Seseorang yang mencermati undang-undang anggaran dapat melihat defisit yang dikandungnya. Ini membenarkan dominasi dan kontrol orang asing di negara ini. Sehingga rakyat akan dihadapkan pada dua pilihan, yaitu pajak atau mati kelaparan!

Menurut Undang-Undang Keuangan, pembayaran dan pajak akan meningkat. Besarnya anggaran negara pada tahun 2018 di kisaran 36 miliar dinar, artinya ada defisit sekitar 5,2 miliar dinar (4,9% dari PDB), persentase yang tinggi ini hanya akan memperburuk keadaan. Juga akan dibuat indikator-indikator baru, sehingga akan menjadi tujuh poin dalam persentase pembayaran PPN dengan persentase 7% sampai 14% dan dari 12% sampai 19%.

Sehingga lebih dari 65%, dari total sumber pendapatan, terutama berasal dari sumber fiskal, meskipun rakyatnya tengah menderita daya beli rendah dan harga tinggi. Dalam hal ini, Tunisia menempati urutan ke-17, negara-negara yang menerapkan pajak tinggi.

Juga akan ada kenaikan indikator konsumsi, namun sebaliknya, kita dapati persentase konsumsi karyawan pada beberapa produk yang berkaitan dengan alkohol dan tembakau tidak termasuk dalam peningkatan. Adapun pendapatan minyak dan gas bumi, serta pendapatan properti yang disita hanya mewakili 8%. Ini adalah sebagian contoh kasus pemerintah yang telah menyia-nyiakan kekayaan mereka, dan menyerahkannya kepada penjajah. Bagaimana dengan negara, seperti Tunisia yang memiliki jumlah kekayaan besar dan melimpah, namun menderita defisit neraca perdagangan?!

Alih-alih mengurangi tingkat pengangguran 40% di kalangan anak muda, di mana ada sekitar 700 ribu pengangguran, justru kita menemukan negara sedang bekerja untuk memperdalam krisis! Pemerintah sekarang telah mengambil keputusan untuk tahun kedua berturut-turut dengan mengesampingkan mandat baru terkait pengawai publik, juga tidak memberi kompensasi mereka yang pensiun, dan akan memberhentikan 120.000 pegawai negeri pada tahun 2020.

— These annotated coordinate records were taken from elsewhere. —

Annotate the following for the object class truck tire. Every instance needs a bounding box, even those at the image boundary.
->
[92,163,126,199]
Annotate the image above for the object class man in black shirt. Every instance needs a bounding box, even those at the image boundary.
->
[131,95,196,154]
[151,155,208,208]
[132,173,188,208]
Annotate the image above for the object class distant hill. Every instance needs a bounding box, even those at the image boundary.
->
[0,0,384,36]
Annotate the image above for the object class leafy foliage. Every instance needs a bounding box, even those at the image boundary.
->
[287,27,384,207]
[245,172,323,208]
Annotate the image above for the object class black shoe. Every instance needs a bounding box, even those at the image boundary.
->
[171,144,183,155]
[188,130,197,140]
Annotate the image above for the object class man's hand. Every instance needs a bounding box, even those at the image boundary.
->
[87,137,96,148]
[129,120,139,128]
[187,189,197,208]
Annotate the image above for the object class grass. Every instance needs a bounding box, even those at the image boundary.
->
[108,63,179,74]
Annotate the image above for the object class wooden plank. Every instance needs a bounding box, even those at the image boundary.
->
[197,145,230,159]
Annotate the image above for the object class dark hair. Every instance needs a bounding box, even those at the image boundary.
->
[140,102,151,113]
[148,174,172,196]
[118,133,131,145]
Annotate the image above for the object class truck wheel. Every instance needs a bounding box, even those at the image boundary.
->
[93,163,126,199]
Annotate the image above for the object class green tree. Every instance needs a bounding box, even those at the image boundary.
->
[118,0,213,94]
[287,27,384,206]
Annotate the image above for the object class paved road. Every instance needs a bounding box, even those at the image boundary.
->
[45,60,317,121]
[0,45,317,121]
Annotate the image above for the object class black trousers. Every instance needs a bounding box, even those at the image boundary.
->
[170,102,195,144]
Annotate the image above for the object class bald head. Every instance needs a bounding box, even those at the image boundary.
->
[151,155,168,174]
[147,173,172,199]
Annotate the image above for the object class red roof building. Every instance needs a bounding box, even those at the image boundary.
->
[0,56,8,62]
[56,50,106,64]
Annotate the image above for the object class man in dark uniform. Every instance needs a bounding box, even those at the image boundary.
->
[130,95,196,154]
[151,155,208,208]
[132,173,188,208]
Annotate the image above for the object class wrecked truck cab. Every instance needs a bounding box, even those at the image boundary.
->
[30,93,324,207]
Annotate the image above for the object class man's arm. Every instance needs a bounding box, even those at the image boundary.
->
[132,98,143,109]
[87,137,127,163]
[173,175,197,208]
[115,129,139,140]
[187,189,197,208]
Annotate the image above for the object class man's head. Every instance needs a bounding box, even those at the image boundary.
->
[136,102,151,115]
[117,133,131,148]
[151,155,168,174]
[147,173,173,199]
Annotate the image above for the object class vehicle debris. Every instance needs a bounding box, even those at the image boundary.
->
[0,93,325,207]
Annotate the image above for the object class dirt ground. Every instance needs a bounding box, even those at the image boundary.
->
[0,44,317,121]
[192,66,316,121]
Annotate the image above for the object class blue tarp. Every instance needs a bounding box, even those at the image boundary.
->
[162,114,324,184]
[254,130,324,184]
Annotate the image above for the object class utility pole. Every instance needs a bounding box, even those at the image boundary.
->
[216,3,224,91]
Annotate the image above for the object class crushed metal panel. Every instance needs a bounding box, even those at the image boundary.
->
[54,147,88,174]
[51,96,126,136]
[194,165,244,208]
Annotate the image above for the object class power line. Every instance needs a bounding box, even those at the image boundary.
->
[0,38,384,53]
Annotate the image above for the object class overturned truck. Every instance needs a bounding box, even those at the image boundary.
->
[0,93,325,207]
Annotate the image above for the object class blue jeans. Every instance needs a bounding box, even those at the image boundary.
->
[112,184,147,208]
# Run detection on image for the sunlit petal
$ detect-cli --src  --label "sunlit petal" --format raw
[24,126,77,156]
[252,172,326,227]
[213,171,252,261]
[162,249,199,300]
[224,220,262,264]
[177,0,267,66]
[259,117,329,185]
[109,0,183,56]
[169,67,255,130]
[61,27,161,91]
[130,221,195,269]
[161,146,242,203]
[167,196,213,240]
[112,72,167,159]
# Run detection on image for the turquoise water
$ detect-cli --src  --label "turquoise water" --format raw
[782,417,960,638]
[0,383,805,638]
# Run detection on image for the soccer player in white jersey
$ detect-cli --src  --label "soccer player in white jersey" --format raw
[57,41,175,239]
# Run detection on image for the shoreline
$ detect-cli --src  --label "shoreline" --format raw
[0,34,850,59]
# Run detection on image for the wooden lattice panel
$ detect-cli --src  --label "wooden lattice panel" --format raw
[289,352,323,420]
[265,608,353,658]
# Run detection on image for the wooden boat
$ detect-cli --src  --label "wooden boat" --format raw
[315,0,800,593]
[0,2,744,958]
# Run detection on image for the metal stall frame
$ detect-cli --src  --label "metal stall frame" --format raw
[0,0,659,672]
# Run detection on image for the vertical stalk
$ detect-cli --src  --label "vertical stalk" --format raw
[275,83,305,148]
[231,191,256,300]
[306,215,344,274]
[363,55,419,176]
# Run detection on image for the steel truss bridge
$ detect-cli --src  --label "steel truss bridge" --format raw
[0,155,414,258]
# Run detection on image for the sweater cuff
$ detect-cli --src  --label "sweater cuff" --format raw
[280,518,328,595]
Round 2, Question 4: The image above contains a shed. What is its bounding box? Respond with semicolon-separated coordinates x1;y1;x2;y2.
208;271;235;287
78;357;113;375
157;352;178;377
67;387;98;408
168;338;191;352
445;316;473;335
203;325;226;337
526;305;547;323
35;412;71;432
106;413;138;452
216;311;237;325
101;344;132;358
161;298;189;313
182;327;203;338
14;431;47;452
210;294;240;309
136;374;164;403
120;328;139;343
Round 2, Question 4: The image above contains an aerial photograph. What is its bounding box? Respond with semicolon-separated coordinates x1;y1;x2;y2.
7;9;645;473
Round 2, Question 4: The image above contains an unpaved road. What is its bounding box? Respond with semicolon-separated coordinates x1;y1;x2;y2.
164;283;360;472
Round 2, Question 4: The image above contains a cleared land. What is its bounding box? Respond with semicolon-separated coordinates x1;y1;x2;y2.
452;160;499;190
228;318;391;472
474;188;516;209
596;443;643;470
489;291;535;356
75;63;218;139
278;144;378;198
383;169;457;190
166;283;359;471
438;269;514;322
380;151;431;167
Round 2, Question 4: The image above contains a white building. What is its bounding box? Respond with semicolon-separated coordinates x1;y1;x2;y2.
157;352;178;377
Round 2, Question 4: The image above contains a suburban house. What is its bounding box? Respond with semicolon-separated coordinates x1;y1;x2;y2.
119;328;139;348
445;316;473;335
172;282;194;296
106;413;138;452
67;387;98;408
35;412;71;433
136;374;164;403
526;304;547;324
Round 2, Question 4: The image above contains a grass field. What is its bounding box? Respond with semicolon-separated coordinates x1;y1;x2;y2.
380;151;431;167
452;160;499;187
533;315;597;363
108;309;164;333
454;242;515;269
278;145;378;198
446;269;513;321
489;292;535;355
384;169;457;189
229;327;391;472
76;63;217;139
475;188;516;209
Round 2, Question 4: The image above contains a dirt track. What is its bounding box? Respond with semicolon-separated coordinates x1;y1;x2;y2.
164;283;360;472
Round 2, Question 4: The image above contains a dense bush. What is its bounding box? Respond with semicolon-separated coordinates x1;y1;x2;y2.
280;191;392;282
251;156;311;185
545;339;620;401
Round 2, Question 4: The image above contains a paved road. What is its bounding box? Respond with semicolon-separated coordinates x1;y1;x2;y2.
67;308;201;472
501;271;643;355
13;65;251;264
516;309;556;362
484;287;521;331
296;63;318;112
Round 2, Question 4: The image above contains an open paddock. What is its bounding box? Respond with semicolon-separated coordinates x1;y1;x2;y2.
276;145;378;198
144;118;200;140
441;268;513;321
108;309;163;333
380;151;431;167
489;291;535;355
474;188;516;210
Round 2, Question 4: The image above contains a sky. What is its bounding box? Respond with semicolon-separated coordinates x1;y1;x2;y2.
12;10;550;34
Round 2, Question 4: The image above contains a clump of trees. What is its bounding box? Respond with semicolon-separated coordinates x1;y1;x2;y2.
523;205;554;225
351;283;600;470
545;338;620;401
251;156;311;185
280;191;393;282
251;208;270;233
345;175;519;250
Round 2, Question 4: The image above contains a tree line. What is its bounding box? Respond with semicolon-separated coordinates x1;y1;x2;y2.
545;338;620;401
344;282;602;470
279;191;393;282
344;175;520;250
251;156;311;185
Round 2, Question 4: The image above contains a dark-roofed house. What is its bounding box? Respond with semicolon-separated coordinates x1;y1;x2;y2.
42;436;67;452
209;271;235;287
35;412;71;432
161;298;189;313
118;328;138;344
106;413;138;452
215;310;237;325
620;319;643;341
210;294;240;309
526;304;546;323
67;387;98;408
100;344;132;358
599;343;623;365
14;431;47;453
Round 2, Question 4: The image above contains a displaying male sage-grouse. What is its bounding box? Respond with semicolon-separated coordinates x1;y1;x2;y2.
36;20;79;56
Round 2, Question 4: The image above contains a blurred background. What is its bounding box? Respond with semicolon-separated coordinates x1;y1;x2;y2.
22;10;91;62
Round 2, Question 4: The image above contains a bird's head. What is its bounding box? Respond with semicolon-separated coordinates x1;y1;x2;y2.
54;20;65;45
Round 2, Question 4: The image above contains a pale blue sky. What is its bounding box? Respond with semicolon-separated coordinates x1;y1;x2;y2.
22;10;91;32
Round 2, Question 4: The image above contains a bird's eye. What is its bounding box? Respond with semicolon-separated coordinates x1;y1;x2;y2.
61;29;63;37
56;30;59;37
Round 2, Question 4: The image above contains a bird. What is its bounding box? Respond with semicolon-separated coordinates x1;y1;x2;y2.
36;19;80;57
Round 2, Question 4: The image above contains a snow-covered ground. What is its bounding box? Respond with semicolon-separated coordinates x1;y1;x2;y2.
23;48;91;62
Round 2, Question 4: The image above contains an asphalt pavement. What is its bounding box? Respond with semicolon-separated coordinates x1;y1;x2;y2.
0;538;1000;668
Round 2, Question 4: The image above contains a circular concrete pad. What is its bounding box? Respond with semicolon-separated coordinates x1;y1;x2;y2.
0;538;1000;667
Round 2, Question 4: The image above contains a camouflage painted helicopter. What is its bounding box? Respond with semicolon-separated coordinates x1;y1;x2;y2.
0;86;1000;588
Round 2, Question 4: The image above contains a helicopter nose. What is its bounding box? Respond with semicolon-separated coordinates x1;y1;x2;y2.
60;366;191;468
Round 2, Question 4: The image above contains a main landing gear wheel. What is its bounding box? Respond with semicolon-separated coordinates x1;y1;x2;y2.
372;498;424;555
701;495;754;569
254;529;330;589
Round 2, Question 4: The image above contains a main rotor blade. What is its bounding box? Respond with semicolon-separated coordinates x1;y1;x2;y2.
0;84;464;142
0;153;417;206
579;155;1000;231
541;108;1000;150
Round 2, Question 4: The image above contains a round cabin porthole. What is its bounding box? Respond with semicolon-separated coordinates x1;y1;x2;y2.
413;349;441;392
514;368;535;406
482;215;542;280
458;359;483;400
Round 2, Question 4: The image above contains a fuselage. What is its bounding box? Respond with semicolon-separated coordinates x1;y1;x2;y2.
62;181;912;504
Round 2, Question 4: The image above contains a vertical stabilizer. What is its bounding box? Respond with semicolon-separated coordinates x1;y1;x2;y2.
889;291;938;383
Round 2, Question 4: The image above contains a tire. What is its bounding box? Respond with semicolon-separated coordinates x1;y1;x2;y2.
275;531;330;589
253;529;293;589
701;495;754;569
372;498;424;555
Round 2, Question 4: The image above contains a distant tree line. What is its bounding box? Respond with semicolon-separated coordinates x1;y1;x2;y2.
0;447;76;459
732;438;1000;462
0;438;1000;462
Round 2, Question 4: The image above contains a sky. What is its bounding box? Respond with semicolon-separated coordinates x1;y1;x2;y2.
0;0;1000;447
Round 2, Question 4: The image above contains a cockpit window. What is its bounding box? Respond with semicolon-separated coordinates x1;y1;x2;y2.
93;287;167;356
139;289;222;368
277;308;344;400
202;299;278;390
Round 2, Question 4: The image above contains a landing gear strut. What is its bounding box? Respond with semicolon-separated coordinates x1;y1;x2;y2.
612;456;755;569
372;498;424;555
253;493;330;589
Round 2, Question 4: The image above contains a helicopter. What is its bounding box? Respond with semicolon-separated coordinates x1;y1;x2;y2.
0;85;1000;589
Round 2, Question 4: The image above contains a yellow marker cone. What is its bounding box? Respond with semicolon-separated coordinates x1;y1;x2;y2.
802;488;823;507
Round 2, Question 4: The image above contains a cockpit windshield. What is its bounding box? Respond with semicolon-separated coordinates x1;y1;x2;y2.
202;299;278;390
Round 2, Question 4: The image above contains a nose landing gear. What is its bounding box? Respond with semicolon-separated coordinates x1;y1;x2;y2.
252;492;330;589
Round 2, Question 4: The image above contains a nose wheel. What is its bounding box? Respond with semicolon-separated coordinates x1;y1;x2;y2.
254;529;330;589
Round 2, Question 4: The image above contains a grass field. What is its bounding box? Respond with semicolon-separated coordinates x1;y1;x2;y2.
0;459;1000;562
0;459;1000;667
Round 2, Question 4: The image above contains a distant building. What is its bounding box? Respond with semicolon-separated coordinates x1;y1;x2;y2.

Negara juga menyetujui kontribusi masyarakat umum terhadap penghasilan yang dikenai pajak sebesar 1%. Dengan demikian, negara mencari cara apapun untuk menyuntikkan dana ke dalam perbendaharaannya, apakah dengan menangguhkan mandat-mandat sektor publik, memberhentikan pegawai, menaikkan harga, mengenakan lebih banyak PPN, atau menghapus subsidi  dari sebagian besar komoditas.

Sedangkan alokasi untuk kementerian dan lembaga-lembaga negara dari anggaran ini, maka persentase tertinggi untuk dua kementerian, yaitu dalam negeri dan pertahanan,  dengan alokasi 14% dari total anggaran, juga untuk perdana menteri, kementerian hubungan dengan badan-badan konstitusional dan masyarakat sipil, serta hak asasi manusia! Akan tetapi, dimanakah layanan kemanusiaan, kesehatan, pendidikan dan pekerjaan untuk kepentingan-kepentingan negara?

Negara telah mengurangi tingkat belanja publik non-militer, dan layanan kemanusiaan yang berguna bagi masyarakat miskin dan berpenghasilan rendah. Kami sering mendengar sekolah tanpa guru, rumah sakit tanpa peralatan dan kerangka medis, serta paramedis. Di sisi lain, negara ini membiarkan adanya banyak pemborosan di banyak sektor lainnya, seperti pemberian konsesi dan gaji yang berlebihan kepada pejabat senior di negara.

Sungguh, sistem kapitalisme sangat serius melindungi kepentingan dan pengaruh pemilik modal. Sehingga kita menemukan beragam kejahatan di sektor publik, untuk digantikannya pada sektor swasta, di bidang pendidikan, kesehatan, transportasi, perumahan dan lainnya.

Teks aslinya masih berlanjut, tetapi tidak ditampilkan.